At the bottom of crisis. And the work of that explaining matters in what we commonly refer to as the real world, the political world, the world that was the subject of discussion during an afternoon session on how to respond to the 2012 presidental race.
On the table was a proposal to produce a four-page flyer similar to the one published in Italy to confront the economic crisis. The content of the flyer was not settled, though Giorgio Vittadini, founder and President of the Foundation for Subsidiarity and CL “visitor” to the U.S., welcomed input from all concerned in the form of suggestions, testimonies, judgments. But Vittadini was emphatic that even something as worldly as a political campaign pamphlet can be the work that leads to an encounter with the positivity of reality because, by its nature, it is an opportunity for personal change.
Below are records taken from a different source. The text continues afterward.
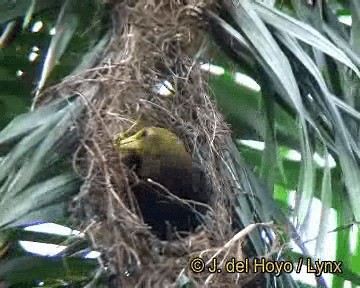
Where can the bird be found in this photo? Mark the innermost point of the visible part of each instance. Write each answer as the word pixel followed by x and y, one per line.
pixel 160 159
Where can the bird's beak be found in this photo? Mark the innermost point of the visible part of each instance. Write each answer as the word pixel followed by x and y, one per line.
pixel 128 144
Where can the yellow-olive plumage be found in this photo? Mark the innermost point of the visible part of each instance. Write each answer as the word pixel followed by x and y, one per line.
pixel 158 154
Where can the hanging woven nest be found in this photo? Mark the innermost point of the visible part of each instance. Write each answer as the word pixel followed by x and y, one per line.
pixel 152 43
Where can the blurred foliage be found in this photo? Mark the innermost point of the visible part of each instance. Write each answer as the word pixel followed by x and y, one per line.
pixel 270 115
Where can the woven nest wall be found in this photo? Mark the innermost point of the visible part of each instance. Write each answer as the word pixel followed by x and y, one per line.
pixel 152 41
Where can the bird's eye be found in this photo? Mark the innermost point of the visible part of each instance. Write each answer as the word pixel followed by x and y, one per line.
pixel 144 133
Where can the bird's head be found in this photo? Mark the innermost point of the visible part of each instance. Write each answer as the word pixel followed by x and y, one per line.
pixel 152 148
“It is not just something for an elite,” Vittadini said. “It is the opportunity for going back to the idea of the human under that positivity of reality.” In Italy, Vittadini said, the popular response to the economic crisis was defensiveness and unwillingness to acknowledge its true roots. Americans, he added, have the opportunity to push deeper, to accept the challenge of recognizing what is at bottom a crisis in understanding what it means to be fully human. “We are facing a deep crisis rooted in a spiritual crisis. But the beginning of American history is the desire for freedom–the freedom to change yourself.”
As Father Carrón pointed out in the final session of the New York diaconia, it is what is present before us that frees us from the fear created by the nihilist narrative. It is our illusory opinions that burden us and prevent us from grasping the positivity of reality. “In the middle of the human journey, it is possible to be free of this burden, to have this experience. Christ gives us the opportunity to encounter His gaze again and again. You have the possibility in front of you whether or not to accept this gift, this grace.”

Within the events. Leaving the diaconia on Sunday afternoon, leaving New York to return home, I was confronted by the reality of this gift. It is mine to choose, whether I am sitting by a hospital bedside attending the inevitable death of a woman who has treated me like a son for almost 30 years, or whether I am coming back to dazed consciousness in the rear seat of a wrecked vehicle desperately asking my own son if he is all right.
For there, in such moments, is Christ present. Again, certainly not as a lucky charm. Nor even as the inexpressible realization that life and death are bound together in meaning. No. Christ is present as the ultimate, and ultimately merciful, meaning within all human events.
I have believed, all my life, in the Something Happened nature of the Christian event. I have known Him as history, as Scripture, as rite, as comfort. After the confluence of events leading up to the diaconia, in the face of Father Carrón’s challenge at the diaconia, I begin to see the inexorable, positive reality of my place before Him.